フローズン・インパクト 「評価 C」
数年前、これまで二次災害的な扱いしかされていなかった題材「雷」を主役に据えた映画「ライトニング」がリリースされたが、雷という題材を上手く使いこなすことができず、人間ドラマで持たせていたような印象だった。そして今度は同程度の扱いを受けていた(且つ、雷以上にマイナーな)題材「雹」を主役に据えた本作がリリースされたのだが、結局この映画も「ライトニング」と同じで、題材の恐怖感がそれ程描かれていないという感じだった。
主人公は、街のレスキュー隊長。肝臓移植が必要な息子のドナーが見つかり、後は手術を待つだけと喜んでいたのも束の間、肝臓を輸送していた飛行機が無数の雹の直撃によって墜落してしまった。慌てて肝臓の回収に向かう主人公だったが、雹を降らせた雲は次第に主人公達の街へと近づいていた…。

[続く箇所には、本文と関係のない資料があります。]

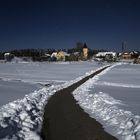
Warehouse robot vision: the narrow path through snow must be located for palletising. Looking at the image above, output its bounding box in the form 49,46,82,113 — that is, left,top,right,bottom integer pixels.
42,67,116,140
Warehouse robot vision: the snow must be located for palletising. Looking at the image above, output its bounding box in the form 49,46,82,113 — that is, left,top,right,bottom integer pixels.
73,63,140,140
0,62,106,140
0,61,99,84
0,62,101,106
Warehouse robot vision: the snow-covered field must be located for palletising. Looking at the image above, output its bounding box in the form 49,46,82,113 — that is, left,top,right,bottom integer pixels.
0,62,100,106
0,62,140,140
0,62,103,140
73,64,140,140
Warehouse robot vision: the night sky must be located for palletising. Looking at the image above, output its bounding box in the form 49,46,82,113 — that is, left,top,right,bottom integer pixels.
0,0,140,51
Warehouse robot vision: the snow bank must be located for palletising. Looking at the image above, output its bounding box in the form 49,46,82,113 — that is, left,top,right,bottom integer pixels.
73,63,140,140
0,66,108,140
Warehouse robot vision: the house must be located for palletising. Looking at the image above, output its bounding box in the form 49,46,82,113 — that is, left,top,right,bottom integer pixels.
4,53,14,61
95,52,117,61
83,44,89,59
56,51,70,61
121,52,132,59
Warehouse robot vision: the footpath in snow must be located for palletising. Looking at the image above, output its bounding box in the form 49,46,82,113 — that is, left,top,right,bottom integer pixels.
42,65,116,140
0,63,108,140
73,64,140,140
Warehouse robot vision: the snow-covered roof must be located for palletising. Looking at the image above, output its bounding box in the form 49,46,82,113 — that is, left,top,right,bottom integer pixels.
4,53,10,56
96,52,116,57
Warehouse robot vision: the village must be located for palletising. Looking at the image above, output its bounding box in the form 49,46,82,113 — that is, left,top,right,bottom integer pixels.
0,42,140,64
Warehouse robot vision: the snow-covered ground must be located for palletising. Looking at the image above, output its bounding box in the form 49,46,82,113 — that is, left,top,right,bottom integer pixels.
0,62,140,140
73,63,140,140
0,62,100,106
0,62,99,84
0,62,103,140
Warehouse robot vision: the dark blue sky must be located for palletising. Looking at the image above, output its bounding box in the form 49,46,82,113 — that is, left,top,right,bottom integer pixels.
0,0,140,51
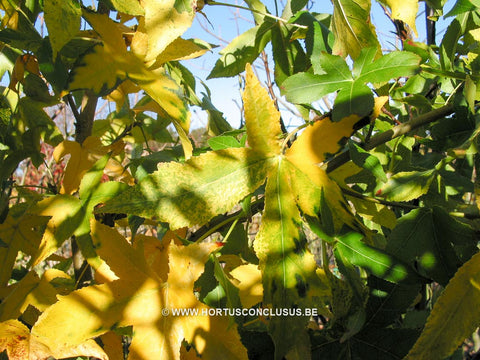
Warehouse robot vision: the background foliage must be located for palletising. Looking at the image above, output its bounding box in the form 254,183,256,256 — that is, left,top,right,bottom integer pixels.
0,0,480,359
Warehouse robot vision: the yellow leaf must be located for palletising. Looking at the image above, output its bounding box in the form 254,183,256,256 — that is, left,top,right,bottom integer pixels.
286,115,360,165
0,269,71,325
32,221,247,360
30,195,84,265
43,0,82,60
99,148,270,229
285,115,360,230
230,264,263,308
243,64,282,157
53,136,125,194
380,0,418,36
254,157,326,358
0,214,48,288
152,37,212,68
107,80,140,111
0,320,108,360
405,253,480,360
332,0,382,60
69,10,192,158
132,0,195,63
347,196,397,229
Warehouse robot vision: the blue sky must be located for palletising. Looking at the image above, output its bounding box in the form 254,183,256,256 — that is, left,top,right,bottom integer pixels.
183,0,455,128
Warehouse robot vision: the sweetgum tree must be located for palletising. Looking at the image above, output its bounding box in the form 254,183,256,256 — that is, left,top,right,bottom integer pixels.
0,0,480,360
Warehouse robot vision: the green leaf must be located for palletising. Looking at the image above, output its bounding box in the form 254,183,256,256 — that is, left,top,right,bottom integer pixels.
346,195,397,229
43,0,82,59
299,12,332,74
332,0,381,60
380,169,436,201
405,253,480,360
132,0,195,63
98,148,270,229
201,94,232,136
348,140,387,182
214,258,242,310
242,64,282,157
386,207,460,285
207,21,275,79
336,233,419,283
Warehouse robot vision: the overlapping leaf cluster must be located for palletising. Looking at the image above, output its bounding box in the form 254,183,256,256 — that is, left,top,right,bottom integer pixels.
0,0,480,359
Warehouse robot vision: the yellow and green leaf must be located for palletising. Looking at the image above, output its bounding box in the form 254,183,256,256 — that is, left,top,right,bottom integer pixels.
32,221,247,360
380,0,418,36
43,0,82,60
0,214,49,288
101,148,269,229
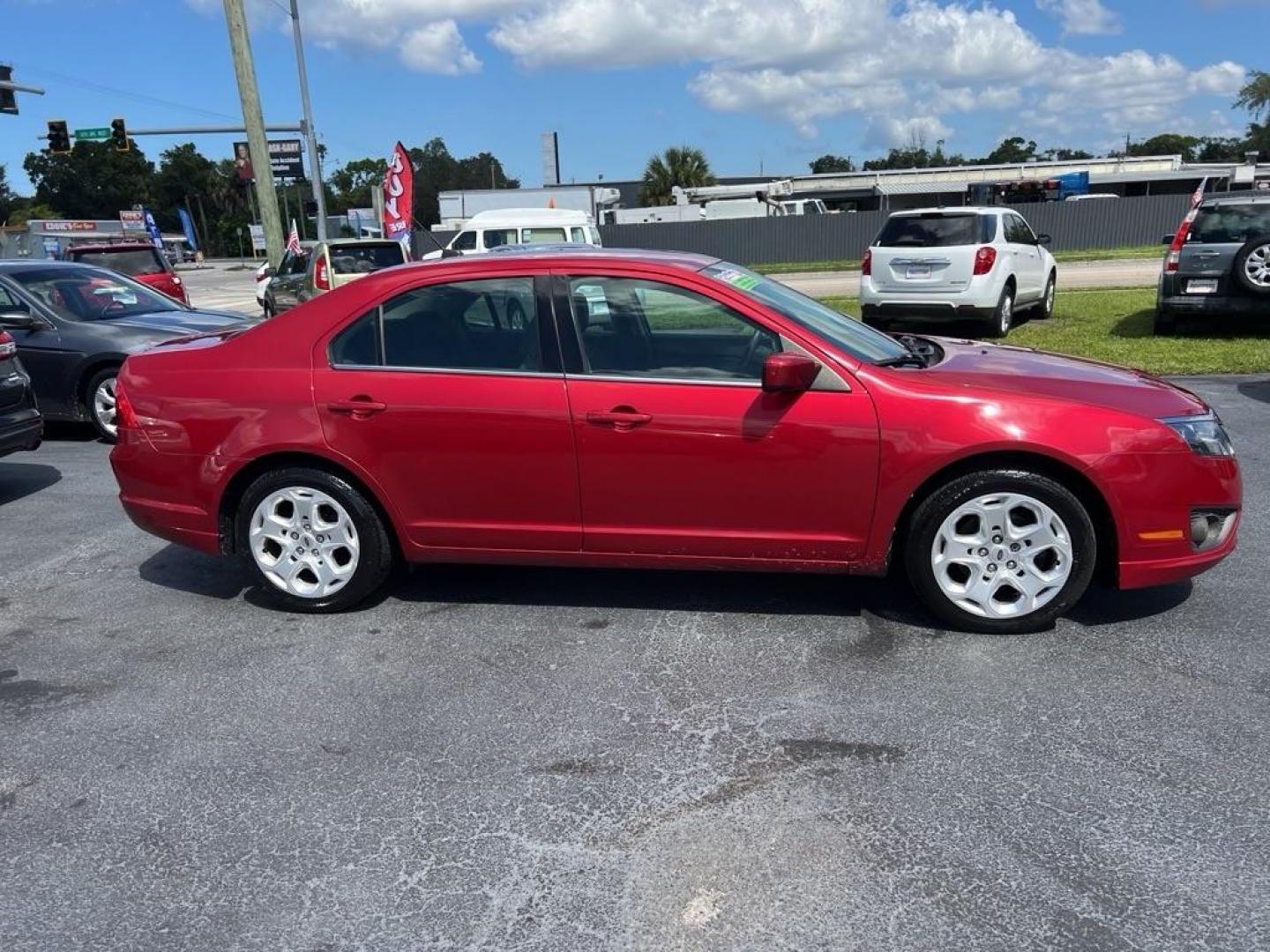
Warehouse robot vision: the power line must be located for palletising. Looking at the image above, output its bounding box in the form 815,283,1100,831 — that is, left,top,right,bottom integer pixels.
14,63,235,119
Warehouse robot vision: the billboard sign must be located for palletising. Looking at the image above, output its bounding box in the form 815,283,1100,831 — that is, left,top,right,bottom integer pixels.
234,138,305,182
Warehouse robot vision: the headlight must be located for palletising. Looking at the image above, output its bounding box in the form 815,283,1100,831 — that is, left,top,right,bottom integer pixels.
1161,413,1235,456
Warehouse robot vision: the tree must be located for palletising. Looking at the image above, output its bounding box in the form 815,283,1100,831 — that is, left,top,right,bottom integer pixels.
21,142,153,219
809,152,856,175
640,146,715,205
1230,70,1270,122
983,136,1036,165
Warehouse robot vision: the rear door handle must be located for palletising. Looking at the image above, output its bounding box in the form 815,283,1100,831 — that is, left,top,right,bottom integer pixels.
586,406,653,430
326,396,389,418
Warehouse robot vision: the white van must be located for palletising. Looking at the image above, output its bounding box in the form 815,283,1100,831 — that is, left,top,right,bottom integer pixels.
423,208,601,257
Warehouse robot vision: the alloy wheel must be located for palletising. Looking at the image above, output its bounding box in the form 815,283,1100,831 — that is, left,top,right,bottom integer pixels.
931,493,1073,620
1244,242,1270,288
248,487,361,599
93,377,119,436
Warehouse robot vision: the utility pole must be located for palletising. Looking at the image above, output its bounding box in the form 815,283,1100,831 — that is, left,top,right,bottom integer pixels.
291,0,326,242
225,0,286,268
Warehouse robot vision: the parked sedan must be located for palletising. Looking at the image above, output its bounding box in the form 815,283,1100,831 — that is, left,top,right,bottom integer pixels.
0,262,255,442
110,251,1241,632
0,330,44,456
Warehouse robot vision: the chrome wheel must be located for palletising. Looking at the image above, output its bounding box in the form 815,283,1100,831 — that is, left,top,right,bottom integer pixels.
931,493,1073,618
93,377,119,436
1244,242,1270,288
248,487,361,599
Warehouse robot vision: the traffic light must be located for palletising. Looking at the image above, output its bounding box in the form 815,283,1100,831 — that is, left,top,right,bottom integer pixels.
0,63,18,115
49,119,71,152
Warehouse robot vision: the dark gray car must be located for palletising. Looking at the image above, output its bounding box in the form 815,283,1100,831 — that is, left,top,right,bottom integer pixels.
1155,191,1270,334
0,262,253,441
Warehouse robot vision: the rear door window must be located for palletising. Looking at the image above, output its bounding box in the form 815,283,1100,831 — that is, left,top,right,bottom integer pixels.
878,214,990,248
1189,202,1270,245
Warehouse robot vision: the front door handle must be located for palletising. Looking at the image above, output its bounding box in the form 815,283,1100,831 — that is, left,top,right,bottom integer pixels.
586,406,653,430
326,395,389,420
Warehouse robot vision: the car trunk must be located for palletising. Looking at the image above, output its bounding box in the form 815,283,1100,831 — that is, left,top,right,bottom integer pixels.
871,213,984,294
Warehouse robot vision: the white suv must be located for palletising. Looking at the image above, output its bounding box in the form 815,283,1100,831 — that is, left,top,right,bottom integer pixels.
860,208,1058,338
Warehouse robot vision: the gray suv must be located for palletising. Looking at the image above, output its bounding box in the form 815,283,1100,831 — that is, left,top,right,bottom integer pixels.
1155,191,1270,334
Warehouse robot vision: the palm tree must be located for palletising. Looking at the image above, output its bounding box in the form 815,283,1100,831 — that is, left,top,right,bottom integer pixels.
640,146,715,205
1235,70,1270,119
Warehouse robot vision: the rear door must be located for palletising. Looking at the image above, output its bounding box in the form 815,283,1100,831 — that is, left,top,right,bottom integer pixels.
1177,202,1270,294
314,274,582,557
872,212,984,294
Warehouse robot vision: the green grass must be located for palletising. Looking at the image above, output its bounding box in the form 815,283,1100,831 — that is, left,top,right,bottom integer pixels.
825,288,1270,375
750,245,1163,274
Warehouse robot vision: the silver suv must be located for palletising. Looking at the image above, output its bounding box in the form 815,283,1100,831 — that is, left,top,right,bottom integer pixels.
1155,191,1270,334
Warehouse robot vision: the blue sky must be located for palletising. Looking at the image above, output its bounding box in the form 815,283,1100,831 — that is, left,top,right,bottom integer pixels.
0,0,1270,190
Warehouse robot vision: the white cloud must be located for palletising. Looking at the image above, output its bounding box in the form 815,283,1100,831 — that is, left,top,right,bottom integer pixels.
1036,0,1120,35
188,0,1244,145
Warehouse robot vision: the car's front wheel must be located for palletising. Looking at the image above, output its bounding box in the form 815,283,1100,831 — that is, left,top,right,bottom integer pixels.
906,470,1097,635
85,367,119,443
236,467,393,612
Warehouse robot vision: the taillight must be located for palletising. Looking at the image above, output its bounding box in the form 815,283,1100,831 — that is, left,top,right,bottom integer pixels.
1164,208,1196,271
115,377,138,430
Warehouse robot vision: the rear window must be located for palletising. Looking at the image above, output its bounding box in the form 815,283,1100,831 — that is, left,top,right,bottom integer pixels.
71,248,168,277
330,242,405,274
1189,202,1270,245
877,214,997,248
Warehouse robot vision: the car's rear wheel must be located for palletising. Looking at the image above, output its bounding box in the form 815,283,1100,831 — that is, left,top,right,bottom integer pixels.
1235,234,1270,296
236,467,393,612
1036,274,1056,320
987,285,1015,338
906,470,1097,635
84,367,119,443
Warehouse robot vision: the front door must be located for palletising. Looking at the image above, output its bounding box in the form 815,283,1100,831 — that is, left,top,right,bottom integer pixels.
557,277,878,563
314,277,582,552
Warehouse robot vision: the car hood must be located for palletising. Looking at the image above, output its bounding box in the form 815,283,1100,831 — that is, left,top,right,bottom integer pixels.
109,311,253,337
922,338,1207,419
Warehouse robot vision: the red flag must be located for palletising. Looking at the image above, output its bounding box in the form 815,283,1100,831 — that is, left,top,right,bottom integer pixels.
384,142,414,242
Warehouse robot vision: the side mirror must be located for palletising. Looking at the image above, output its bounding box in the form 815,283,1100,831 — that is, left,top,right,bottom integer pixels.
763,353,820,393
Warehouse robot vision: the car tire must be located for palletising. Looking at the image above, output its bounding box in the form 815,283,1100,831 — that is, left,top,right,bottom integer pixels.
1233,234,1270,297
984,285,1015,338
1036,273,1057,321
904,470,1097,635
84,367,119,443
235,467,395,614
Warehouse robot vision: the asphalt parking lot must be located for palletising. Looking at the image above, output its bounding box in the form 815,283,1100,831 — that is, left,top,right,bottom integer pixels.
0,378,1270,952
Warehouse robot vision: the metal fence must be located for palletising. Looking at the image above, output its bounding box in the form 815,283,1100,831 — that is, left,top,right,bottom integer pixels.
600,196,1190,264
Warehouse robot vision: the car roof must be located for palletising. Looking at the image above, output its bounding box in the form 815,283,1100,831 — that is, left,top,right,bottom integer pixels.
416,243,719,271
1200,191,1270,207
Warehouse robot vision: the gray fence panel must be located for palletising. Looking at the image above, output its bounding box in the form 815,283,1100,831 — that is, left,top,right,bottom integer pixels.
600,196,1190,264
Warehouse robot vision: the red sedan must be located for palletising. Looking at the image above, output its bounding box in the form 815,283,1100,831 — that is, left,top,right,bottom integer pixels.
110,251,1241,632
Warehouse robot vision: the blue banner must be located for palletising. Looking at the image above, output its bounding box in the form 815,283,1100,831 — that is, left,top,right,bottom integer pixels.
176,208,198,251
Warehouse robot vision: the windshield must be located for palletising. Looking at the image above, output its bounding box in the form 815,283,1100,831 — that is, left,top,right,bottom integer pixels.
330,242,405,274
9,265,190,321
701,262,908,361
74,248,168,274
877,213,992,248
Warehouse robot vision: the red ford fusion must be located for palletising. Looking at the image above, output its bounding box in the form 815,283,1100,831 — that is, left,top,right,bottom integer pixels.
110,250,1241,632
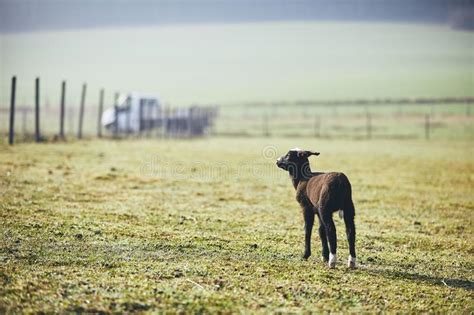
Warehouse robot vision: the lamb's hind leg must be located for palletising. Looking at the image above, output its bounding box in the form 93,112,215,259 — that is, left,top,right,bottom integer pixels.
318,213,329,262
319,209,337,268
344,201,356,268
303,207,314,259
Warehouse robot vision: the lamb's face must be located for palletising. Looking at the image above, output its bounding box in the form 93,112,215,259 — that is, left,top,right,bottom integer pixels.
276,148,312,171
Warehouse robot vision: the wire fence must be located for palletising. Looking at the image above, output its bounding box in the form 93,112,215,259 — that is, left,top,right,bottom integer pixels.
0,77,474,144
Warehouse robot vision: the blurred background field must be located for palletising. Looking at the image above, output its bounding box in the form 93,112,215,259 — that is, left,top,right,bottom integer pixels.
0,21,474,143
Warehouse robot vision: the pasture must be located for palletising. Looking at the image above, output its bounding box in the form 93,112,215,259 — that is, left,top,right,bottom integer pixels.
0,137,474,313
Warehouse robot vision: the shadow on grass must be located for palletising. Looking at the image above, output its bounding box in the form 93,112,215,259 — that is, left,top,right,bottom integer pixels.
364,269,474,291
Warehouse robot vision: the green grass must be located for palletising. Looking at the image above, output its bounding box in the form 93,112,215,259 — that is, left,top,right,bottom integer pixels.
0,138,474,313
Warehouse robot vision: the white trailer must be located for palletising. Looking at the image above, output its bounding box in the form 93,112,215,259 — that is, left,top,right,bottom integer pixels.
101,93,162,133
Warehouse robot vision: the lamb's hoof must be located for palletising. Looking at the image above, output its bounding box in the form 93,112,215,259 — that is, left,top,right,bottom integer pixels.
328,254,337,269
347,256,357,269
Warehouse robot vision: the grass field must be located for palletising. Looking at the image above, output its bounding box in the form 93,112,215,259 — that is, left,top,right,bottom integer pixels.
0,138,474,313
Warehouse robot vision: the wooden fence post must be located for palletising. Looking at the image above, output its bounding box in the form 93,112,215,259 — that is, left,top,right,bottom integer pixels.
114,92,119,138
262,114,270,137
19,107,28,139
8,77,16,145
425,114,430,140
67,107,75,135
77,83,87,139
314,115,321,138
366,109,372,139
125,98,132,136
35,78,41,142
97,89,104,138
59,81,66,139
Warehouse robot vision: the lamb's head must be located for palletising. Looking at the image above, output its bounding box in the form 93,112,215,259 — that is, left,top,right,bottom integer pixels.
276,148,319,173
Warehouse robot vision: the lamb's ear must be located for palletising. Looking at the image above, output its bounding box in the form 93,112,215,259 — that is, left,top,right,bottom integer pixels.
306,151,319,156
298,151,319,157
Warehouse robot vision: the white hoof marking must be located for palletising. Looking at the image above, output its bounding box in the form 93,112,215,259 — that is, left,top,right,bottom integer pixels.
347,255,357,269
328,253,337,269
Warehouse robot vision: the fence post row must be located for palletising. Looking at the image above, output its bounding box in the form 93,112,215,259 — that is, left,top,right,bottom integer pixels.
77,83,87,139
35,78,41,142
59,81,66,139
97,89,104,138
8,76,16,145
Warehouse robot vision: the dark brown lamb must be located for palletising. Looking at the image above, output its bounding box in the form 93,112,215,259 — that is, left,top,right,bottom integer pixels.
277,149,356,268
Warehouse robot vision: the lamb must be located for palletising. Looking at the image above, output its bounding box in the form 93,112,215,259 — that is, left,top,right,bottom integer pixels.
276,148,356,269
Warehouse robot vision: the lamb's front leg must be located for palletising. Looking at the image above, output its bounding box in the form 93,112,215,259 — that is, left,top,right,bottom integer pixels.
303,207,314,259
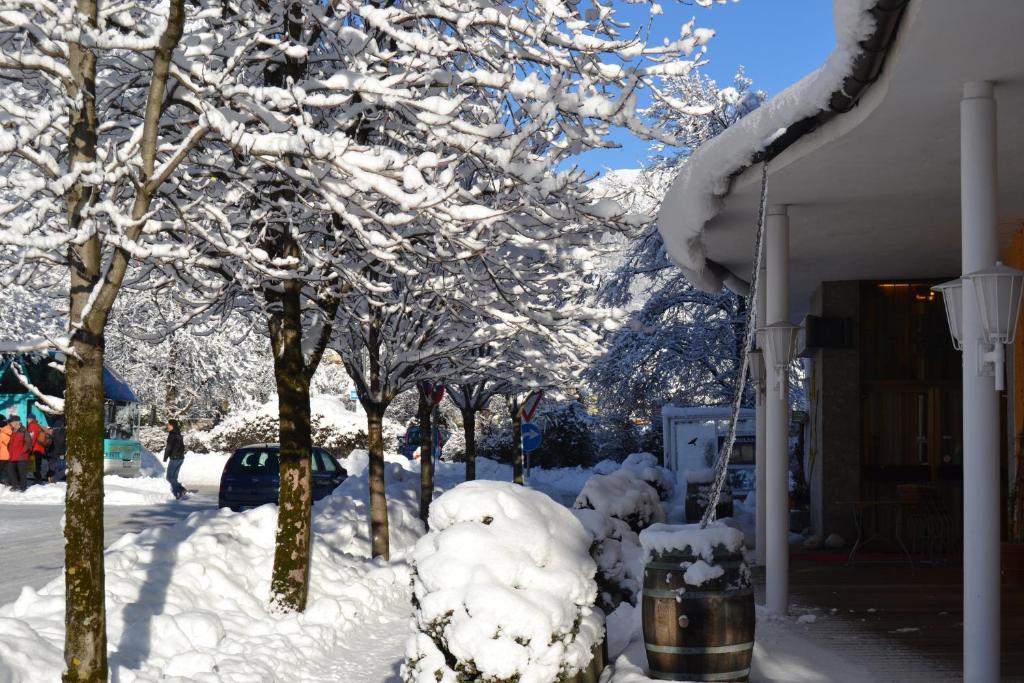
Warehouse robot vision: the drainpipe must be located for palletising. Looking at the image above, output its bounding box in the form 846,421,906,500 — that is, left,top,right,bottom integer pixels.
961,81,1000,683
754,259,770,567
770,206,790,614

「直径20cm落下速度時速数100kmで降り注ぐ氷のシャワー」という煽り文の通り、本作では野球ボールよりもでかい無数の雹が、建物や車を無残にも破壊していく。特に雹の重みで家屋が潰れていくシーンは、雹さながらの恐怖を見せ付けていると言えよう。だが本作、そういった建物の破壊に関しては見事なのに、肝心の人間に対する直接的な被害が甘すぎるのである。雹一粒で車のボンネットを凹ませてしまうくらいの破壊力があるというのに、それを受けた人間は酷い流血をすることも無く、せいぜい全身痣だらけになる程度。これではいくら破壊シーンを頑張ったところで現実味が感じられず、結果として雹に対する恐怖感までが薄らいでしまう。パニック映画としてのスリルを際立たせるためにも、建物の崩壊とか肝臓輸送とか二次災害的なものより、もっと雹で負傷する人間に焦点を当てて欲しかったものである。